Jukka Hautamäki
Somnifer
Somnifer is a live image-editing tool that transforms source images in a clone-stamp spirit. It is built from autonomous editing agents and algorithmic brushes that move through a noise-driven flow field, sampling and redepositing textures, shapes, and colors through shaped stamps. The process is painterly: a mix of vision, improvisation, and chance.
Somnifer works at the threshold between noise and pattern. Source images dissolve and re-emerge through layered algorithmic processes and human improvisation. The result accumulates over time as anywhere from a few to several hundred agents trace their paths, each with its own behavioral traits. The same system produces very different visual registers depending on the brush type, parameters, masking, and source material the artist chooses.

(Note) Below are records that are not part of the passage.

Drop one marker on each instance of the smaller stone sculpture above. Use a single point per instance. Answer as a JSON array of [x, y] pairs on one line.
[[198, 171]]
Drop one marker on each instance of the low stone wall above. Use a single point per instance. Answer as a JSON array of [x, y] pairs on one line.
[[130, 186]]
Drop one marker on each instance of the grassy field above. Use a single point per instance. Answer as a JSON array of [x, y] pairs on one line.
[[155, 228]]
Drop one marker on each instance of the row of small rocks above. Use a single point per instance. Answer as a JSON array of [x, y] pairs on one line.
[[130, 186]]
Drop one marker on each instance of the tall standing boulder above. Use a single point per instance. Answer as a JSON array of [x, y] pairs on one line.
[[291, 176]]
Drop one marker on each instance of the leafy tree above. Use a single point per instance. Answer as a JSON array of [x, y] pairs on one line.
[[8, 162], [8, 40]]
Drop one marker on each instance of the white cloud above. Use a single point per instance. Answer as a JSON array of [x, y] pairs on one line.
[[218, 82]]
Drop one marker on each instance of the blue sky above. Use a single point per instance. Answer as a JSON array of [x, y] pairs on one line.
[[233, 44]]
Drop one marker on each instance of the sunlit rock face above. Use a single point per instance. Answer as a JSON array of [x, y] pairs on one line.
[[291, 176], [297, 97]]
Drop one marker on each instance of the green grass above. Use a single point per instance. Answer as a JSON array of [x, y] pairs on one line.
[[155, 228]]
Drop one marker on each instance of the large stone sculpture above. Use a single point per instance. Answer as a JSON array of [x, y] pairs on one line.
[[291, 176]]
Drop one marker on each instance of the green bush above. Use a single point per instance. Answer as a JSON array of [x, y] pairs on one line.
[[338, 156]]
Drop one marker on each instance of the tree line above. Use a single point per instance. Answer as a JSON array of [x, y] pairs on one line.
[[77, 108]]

The artist works as an instrumentalist rather than a spectator: selecting, adjusting, interrupting, and steering the process in real time. Somnifer is a performative tool where algorithmic behavior and artistic intention meet on a shared canvas.
More about the artist: https://jukkahautamaki.com
Jukka Hautamäki is a Finnish media artist (MFA) based in Helsinki. His practice engages with lens-based media, artificial intelligence, sound, and electronics. His works are presented as installations and generative media art pieces.

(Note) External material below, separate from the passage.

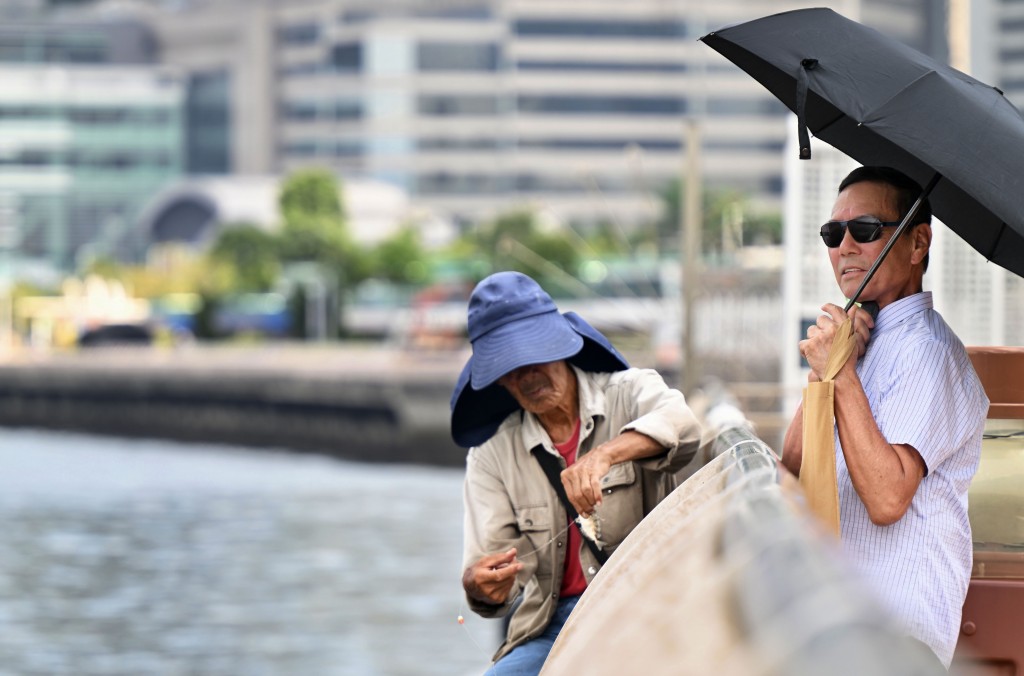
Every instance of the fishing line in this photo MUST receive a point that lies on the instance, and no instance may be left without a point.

Recent solo exhibitions include IPMA Festival in Kaunas (2023), Joensuu Art Museum (2021), Galleria MUU (2020), and Galleria Forum Box (2018). Selected group exhibitions include Traces / Jäljet – Ars Pori (2025), Ikipuhe – Sastamala (2024), and Boisterous Light – Hyvinkää Art Museum (2023).

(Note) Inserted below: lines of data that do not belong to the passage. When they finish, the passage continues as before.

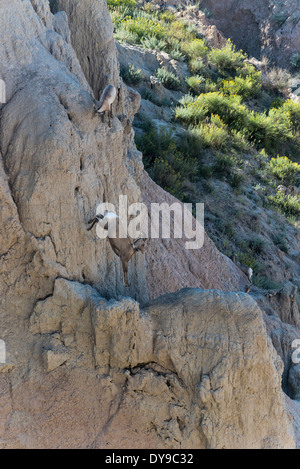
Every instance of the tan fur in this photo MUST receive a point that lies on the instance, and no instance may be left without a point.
(107, 99)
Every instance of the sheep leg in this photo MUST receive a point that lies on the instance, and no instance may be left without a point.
(125, 272)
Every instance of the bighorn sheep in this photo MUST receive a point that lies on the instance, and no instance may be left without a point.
(107, 99)
(244, 268)
(125, 248)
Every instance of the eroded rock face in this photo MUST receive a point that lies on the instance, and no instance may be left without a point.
(171, 375)
(85, 370)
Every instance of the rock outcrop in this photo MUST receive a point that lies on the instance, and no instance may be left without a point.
(87, 366)
(107, 374)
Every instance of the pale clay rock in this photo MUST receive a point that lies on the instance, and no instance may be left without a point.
(89, 371)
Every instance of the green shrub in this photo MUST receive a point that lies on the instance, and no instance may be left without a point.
(196, 84)
(168, 79)
(177, 54)
(295, 60)
(292, 109)
(287, 171)
(289, 205)
(245, 87)
(154, 43)
(125, 3)
(195, 49)
(257, 244)
(227, 59)
(213, 134)
(167, 16)
(280, 241)
(228, 108)
(144, 27)
(168, 161)
(278, 79)
(197, 67)
(123, 35)
(269, 131)
(223, 165)
(131, 75)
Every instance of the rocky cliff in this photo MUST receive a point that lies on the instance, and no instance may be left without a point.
(87, 359)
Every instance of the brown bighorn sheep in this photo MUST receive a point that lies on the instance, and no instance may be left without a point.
(125, 248)
(108, 97)
(247, 270)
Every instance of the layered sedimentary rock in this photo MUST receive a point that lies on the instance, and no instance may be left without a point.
(87, 366)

His works and collaborative projects in sound and media art have been presented at SuperCollider Gallery in Los Angeles, NeurIPS in Montreal, HIAP, Mustarinda, the Bioart Society’s Field_Notes residency, AAVE Festival, RIXC Festival in Riga, Pikseliähky Festival, Mansedanse Festival, Animatricks Festival, Helsinki Festival, HORSEANDPONY Fine Arts in Berlin, Kunsthalle Helsinki, Avatar Center in Quebec, Fridman Gallery in New York, and the SIM Residency in Reykjavík.